1 mois plus tard….

1 mois à Montréal.

Ca va faire 1 mois que j’ai vu le fleuve Saint Laurent pour la première fois à travers les vitres d’un cockpit.

Que j’ai un nouveau contact  dans mon portable qui s’appelle bus avec lequel j’ai des conversations longues et passionnées.

Que je mange dans des Food Court le midi en compagnie de cadres supérieurs tellement bilingues qu’ils speak français et English dans la même sentence.

Que je me nourris de faux Spécial K le matin qui me donnent envie d’alerter les autorités pour usurpation d’identité des croustillantes et délicieuses céréales françaises qui portent le même nom.

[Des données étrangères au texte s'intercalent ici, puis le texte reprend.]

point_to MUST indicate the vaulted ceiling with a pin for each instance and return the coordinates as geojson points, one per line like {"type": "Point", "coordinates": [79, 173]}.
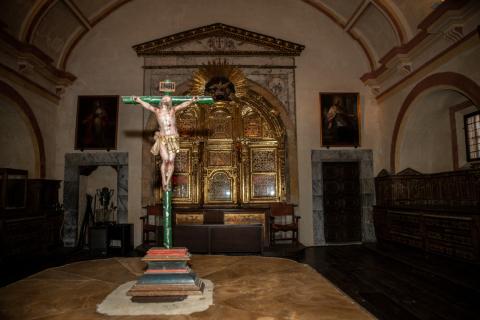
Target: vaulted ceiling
{"type": "Point", "coordinates": [56, 26]}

Que j’essaye désespérément de tutoyer mes collègues qui sont de 30 ans mes ainés parce que le « vous » est prohibé. A 20 ans ou 50, avec une rolex ou une swatch au poignet, sache que ton aura d’Homme accompli restera toujours traitée comme un misérable « tu » au Canada.

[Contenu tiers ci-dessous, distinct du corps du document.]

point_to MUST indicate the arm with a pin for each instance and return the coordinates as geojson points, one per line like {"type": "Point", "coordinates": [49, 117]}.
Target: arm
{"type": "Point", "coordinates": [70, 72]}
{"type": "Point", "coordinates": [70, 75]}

En fait, ça y est, la routine commence à établir ses quartiers au 564* côte des neiges. Je ne sais pas trop si je dois la craindre ou fêter enfin son arrivée. Mais bon, ce n’est jamais vraiment la routine lorsqu’on emménage dans un nouveau pays, à fortiori lorsqu’on fait un stage non rémunéré. Il y a ce temps d’adaptation, durant lequel on ne sait pas trop si on est la touriste Facebook du bureau du 28è étage qui se touche chaque matin devant la vue splendide, ou si on est bel et bien en train d’écrire un mail à valeur juridique en anglais destiné à tous les salariés de Danone.  Peut-être qu’il va tout bonnement finir à la corbeille ou si l’on reste optimiste, juste subir un sérieux ravalement de façade.

Mais les mails Danone un peu stylés, c’est pour les jours d’opulence. Jeudi, j’ai passé la journée à m’user les yeux sur des testaments pour voir à chaque fois si le lucky bastard en droit de s’amuser avec les billets verts des personnes décédées était le patron de mon cabinet.  Environ 200 testaments passés au crible,  allant de 1945 à nos jours, du parchemin scellé à la machine à écrire.  C’est assez perturbant de voir à quel point la mort, sujet tabou et sentimental par excellence, s’accompagne de détails administratifs agencés au millimètre près. On s’arme de prudence jusque dans la tombe. On se protège à l’aide d’une batterie de contrats contre l’irrationalité de notre échéance programmée, mais dans certains cas, ça frôle l’indécence.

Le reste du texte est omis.